Posté par ippolito le 9 juillet 2012

Le projet de François Hollande : davantage d’impôts et de fonctionnaires !

Si on cherche bien le fil conducteur des 60 propositions de François Hollande, présentées ce matin, on le trouve ! On peut le résumer ainsi : l’Etat, au-delà de la sphère publique, a la solution à tous les problèmes des Français!

Du moins pour ceux qui ont été identifiés comme tels par l’équipe de technocrates du candidat. Aussi bien les problèmes de vie quotidienne des «gens» (comme il dit) que ceux qui relèvent d’une gestion globale.
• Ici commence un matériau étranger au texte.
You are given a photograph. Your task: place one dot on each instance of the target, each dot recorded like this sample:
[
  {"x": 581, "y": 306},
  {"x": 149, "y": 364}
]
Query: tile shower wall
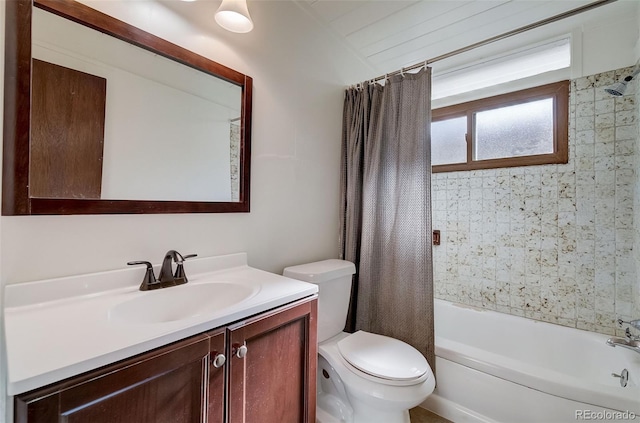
[{"x": 555, "y": 242}]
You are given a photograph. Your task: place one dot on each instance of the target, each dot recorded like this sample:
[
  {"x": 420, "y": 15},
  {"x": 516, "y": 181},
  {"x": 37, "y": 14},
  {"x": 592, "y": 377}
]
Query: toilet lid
[{"x": 382, "y": 356}]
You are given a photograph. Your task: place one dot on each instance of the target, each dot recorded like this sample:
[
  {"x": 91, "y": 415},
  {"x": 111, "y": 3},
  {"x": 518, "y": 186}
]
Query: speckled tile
[{"x": 555, "y": 242}]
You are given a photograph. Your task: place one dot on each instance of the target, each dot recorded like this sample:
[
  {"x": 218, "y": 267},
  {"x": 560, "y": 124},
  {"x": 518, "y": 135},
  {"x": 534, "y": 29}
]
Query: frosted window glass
[
  {"x": 448, "y": 144},
  {"x": 521, "y": 130}
]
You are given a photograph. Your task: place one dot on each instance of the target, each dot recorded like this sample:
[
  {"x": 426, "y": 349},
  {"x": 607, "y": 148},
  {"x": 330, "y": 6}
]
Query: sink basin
[{"x": 180, "y": 302}]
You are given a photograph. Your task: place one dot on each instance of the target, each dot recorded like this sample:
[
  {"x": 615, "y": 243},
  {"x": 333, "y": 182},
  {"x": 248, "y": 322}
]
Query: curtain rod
[{"x": 502, "y": 36}]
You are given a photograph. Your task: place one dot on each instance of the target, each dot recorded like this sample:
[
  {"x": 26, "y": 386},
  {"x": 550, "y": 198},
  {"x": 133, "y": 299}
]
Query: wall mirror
[{"x": 102, "y": 117}]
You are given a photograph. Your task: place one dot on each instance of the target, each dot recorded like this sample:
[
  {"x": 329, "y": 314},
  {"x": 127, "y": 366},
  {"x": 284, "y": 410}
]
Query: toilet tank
[{"x": 333, "y": 278}]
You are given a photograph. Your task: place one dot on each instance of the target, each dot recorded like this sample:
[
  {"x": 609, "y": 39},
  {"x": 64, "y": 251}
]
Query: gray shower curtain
[{"x": 386, "y": 208}]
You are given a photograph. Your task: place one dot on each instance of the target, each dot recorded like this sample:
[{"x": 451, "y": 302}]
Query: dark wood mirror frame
[{"x": 17, "y": 102}]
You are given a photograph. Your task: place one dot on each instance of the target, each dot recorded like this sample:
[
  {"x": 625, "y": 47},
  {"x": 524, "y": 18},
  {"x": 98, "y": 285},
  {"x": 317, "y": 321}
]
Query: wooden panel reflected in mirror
[
  {"x": 23, "y": 194},
  {"x": 67, "y": 132}
]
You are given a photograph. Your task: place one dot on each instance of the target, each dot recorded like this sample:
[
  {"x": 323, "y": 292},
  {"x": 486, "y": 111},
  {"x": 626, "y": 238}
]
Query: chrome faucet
[
  {"x": 166, "y": 278},
  {"x": 630, "y": 341},
  {"x": 632, "y": 344}
]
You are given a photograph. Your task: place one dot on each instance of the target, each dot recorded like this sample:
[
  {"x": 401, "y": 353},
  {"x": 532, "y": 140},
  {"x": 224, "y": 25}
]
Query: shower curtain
[{"x": 386, "y": 208}]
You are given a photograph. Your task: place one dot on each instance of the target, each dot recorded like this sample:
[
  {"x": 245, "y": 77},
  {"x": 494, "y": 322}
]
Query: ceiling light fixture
[
  {"x": 233, "y": 15},
  {"x": 619, "y": 88}
]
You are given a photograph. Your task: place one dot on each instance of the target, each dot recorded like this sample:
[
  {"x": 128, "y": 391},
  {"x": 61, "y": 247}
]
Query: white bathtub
[{"x": 494, "y": 367}]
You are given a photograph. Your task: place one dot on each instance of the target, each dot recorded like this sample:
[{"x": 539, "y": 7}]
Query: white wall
[{"x": 299, "y": 77}]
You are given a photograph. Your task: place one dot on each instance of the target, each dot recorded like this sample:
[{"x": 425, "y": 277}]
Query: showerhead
[{"x": 619, "y": 88}]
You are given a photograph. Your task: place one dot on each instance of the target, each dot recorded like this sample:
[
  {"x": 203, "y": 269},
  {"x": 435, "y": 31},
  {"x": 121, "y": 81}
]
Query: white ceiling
[
  {"x": 387, "y": 35},
  {"x": 393, "y": 34}
]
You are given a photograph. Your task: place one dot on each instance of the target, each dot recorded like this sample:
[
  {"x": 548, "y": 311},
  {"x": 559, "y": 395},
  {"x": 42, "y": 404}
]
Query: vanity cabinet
[{"x": 268, "y": 376}]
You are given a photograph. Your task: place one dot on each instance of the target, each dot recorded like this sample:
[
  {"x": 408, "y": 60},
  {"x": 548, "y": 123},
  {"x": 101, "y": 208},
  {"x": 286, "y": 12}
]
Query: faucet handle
[
  {"x": 149, "y": 276},
  {"x": 632, "y": 323},
  {"x": 179, "y": 274}
]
Les loyers sont-ils trop élevés, on va les encadrer !
Les terrains à bâtir sont-ils insuffisants ? L’Etat va donner les siens aux collectivités locales !
Les logements sociaux manquent ? On va obliger les communes à en construire plus !
Notre industrie fout le camp ? On va pénaliser les entreprises qui délocalisent et favoriser celles qui restent !
Le niveau de l’Education baisse ? On va recruter 60 000 personnels enseignants !
Le budget est par trop en déficit ? On va augmenter les impôts de 29 milliards d’euros !
Les profits des banques sont scandaleux ? On leur colle une super-taxe !
La classe moyenne est laminée ? On va essorer les riches !
Les retraites ne sont pas financées ? Les cotisations sur les salaires augmenteront de 0,2% par an !
… Et ainsi de suite.

Un sectaire public

Sur toutes les questions évoquées la réponse est la même : l’intervention publique est toujours la solution (et jamais le problème…)

On se contentera de faire remarquer que les plus lucides des petits camarades de François Hollande sont un peu moins sectaires («sectaires publics»). Quelqu’un comme Manuel Valls semble faire un petit peu plus confiance au secteur privé…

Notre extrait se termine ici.